To complement the ABBA–BABA tests for admixture described below, we included discrete pulses of bidirectional interspecific gene flow to a pruned version of the population genealogies pertaining to the demographic scenario without gene flow that best fitted the microsatellite data from Baur et al. (2020). Pruning here means that we removed all populations but those included in our four-population tree used in the respective ABBA–BABA test as described below (i.e. populations P1, P2, P3, P4) to detect gene flow between either P1 and P3 or P2 and P3. Specifically, we modelled two concurrent pulses of bidirectional gene flow at \({t}_{a}\) generations into the past: one in which a proportion \({m}_{1\leftrightarrow 3}\) of individuals in P1 is replaced by immigrants from P3 and vice versa, and another one in which a proportion \({m}_{2\leftrightarrow 3}\) of individuals in P2 is replaced by immigrants from P3. We jointly estimated effective population sizes, population split times, the time of gene flow, and the admixture proportions using ABC (see Supplementary Text S3 for details; Fig. S3).
Testing for Genome-Wide Signals of Interspecific Gene Flow
To test for interspecific gene flow, we used the ABBA–BABA test for admixture in the presence of incomplete lineage sorting (Durand et al., 2011; Green et al., 2010). We provide a brief motivation of the approach in the following and refer to Supplementary Text S4 for details. Imagine a rooted phylogeny with four species (P1 to P4) and a topology of (((P1, P2), P3), P4) as illustrated in Fig. 2B. In an alignment of one haploid genome from each species, incomplete lineage sorting under neutral evolution leads to two mutational configurations of the ancestral (A) and derived (B) allele, ABBA and BABA, that are incompatible with the species topology (Fig. 2B) under the infinite-sites model of mutation (Kimura, 1969). In the absence of gene flow between P2 and P3, ABBA and BABA configurations occur with equal probability (Hudson, 1983; Tajima, 1983). In contrast, historical gene flow between P2 and P3 causes an excess of ABBA configurations (Durand et al., 2011; Green et al., 2010). This logic is captured by the D-statistic, a scaled difference across a set of bases between counts of ABBA and BABA configurations bounded by − 1 and + 1 (Green et al., 2010). The ABBA–BABA test examines significant deviations of D from 0. A significant excess of ABBA suggests evidence for gene flow between P2 and P3. A significant depletion of ABBA is equivalent to an excess of ABBA if the positions of P1 and P2 in the species topology are swapped, and hence either suggests gene flow between P1 and P3, or a reduction in gene flow between P2 and P3 relative to gene flow between P1 and P3.

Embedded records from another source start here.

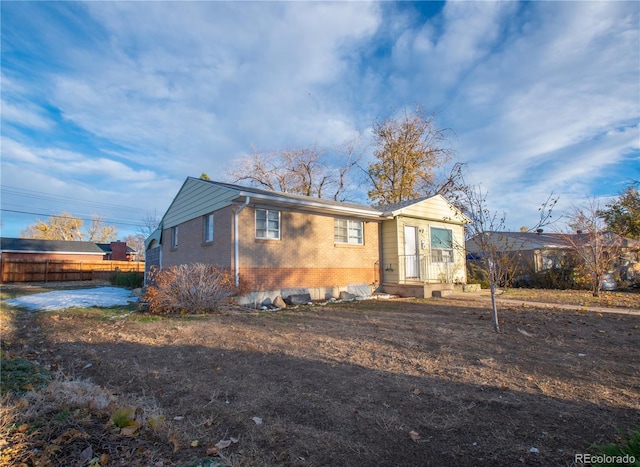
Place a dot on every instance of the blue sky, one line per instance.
(108, 106)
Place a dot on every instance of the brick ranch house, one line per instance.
(71, 250)
(280, 244)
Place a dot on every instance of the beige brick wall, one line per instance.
(191, 247)
(305, 255)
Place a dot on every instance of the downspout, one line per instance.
(236, 248)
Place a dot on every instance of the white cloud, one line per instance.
(25, 114)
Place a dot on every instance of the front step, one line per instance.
(441, 293)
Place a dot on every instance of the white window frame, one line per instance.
(268, 232)
(208, 227)
(174, 236)
(353, 231)
(441, 255)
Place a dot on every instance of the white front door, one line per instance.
(411, 257)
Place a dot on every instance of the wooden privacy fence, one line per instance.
(24, 270)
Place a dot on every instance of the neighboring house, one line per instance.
(539, 251)
(118, 251)
(35, 249)
(279, 243)
(28, 259)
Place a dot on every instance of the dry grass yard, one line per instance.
(368, 383)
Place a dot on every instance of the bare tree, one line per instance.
(148, 225)
(495, 249)
(408, 150)
(66, 227)
(595, 247)
(98, 232)
(305, 171)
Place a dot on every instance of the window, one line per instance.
(346, 231)
(174, 237)
(267, 224)
(208, 227)
(441, 245)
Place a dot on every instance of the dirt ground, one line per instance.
(378, 382)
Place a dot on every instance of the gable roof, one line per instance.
(550, 241)
(61, 247)
(198, 197)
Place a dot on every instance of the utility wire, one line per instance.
(106, 220)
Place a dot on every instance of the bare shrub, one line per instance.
(190, 288)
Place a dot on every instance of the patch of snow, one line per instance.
(61, 299)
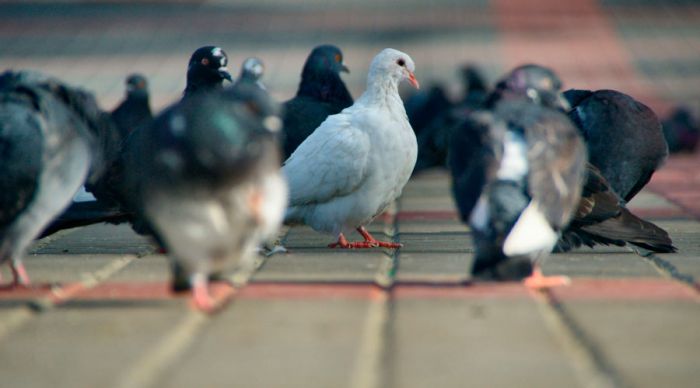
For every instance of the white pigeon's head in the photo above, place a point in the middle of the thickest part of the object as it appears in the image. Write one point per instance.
(395, 65)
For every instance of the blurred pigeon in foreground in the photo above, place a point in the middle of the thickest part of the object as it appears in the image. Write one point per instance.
(624, 137)
(681, 131)
(49, 136)
(517, 175)
(358, 161)
(251, 72)
(206, 71)
(207, 182)
(321, 93)
(135, 110)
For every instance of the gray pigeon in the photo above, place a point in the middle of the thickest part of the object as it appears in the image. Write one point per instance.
(518, 172)
(207, 182)
(50, 136)
(251, 72)
(206, 71)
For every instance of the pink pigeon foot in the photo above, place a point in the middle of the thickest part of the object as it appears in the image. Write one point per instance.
(19, 275)
(201, 297)
(538, 281)
(370, 242)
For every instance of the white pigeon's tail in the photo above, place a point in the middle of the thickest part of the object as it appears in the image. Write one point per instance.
(531, 235)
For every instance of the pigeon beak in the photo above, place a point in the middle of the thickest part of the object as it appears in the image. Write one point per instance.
(223, 72)
(412, 80)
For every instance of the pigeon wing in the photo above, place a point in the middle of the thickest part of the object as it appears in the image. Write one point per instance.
(556, 155)
(332, 162)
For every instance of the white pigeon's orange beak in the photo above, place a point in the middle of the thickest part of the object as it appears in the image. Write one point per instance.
(412, 79)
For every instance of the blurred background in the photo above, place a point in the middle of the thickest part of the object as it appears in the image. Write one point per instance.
(649, 49)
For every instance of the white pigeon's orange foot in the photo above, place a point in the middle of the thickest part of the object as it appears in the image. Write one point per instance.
(370, 242)
(538, 281)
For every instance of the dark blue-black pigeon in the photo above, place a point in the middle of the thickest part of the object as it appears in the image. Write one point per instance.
(601, 217)
(51, 137)
(517, 175)
(206, 180)
(682, 131)
(206, 71)
(135, 110)
(436, 118)
(624, 137)
(132, 113)
(321, 93)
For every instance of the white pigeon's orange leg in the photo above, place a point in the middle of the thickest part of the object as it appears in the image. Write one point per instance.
(19, 274)
(370, 239)
(370, 242)
(538, 281)
(200, 295)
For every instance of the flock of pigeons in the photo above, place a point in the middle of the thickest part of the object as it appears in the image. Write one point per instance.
(534, 169)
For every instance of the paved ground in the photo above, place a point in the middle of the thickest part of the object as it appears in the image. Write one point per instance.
(101, 316)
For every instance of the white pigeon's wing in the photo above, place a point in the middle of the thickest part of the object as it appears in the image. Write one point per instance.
(330, 163)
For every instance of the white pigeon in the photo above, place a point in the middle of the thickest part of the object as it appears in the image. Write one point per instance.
(358, 161)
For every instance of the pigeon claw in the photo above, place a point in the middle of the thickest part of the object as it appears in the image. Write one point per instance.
(537, 281)
(202, 299)
(370, 242)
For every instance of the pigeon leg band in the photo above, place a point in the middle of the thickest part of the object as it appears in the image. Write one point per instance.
(370, 242)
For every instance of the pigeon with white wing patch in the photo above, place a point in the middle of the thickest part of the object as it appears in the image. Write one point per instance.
(518, 172)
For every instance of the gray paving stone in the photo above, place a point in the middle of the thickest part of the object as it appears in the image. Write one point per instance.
(97, 239)
(65, 268)
(599, 265)
(685, 237)
(82, 347)
(345, 265)
(651, 344)
(151, 268)
(433, 226)
(432, 267)
(473, 343)
(275, 343)
(436, 242)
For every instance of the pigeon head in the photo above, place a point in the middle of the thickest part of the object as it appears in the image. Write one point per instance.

The original version of the ABBA–BABA test and modifications of it have been applied to different types of genome-scale polymorphism data obtained with various sequencing strategies, including whole genome sequencing (e.g. Green et al., 2010), RAD sequencing (e.g., Eaton & Ree, 2013; Meier et al., 2017; Streicher et al., 2014), and exon capture data (e.g., Heliconius Genome Consortium, 2012). More recently, Durand et al. (2011) and Soraggi et al. (2018) extended the original test to allele frequency data, hence to unphased sequencing data (including Pool-Seq data; Schlötterer et al., 2014). We implemented the extensions by Durand et al. (2011) and Soraggi et al. (2018) in a Python script (https://github.com/nhmvienna/ABBABABA-4AF) and refer to the respective test statistics as DD and DS. Our script also computes jackknifed z-scores based on a matrix of allele frequencies for previously defined high-confidence SNPs (see Supplementary Text S4 for details). We adopted the commonly used significance threshold of |z| > 3 (Reich et al., 2011; Jeong et al., 2016; Novikova et al., 2016) to identify significant deviations of DS and DD from zero.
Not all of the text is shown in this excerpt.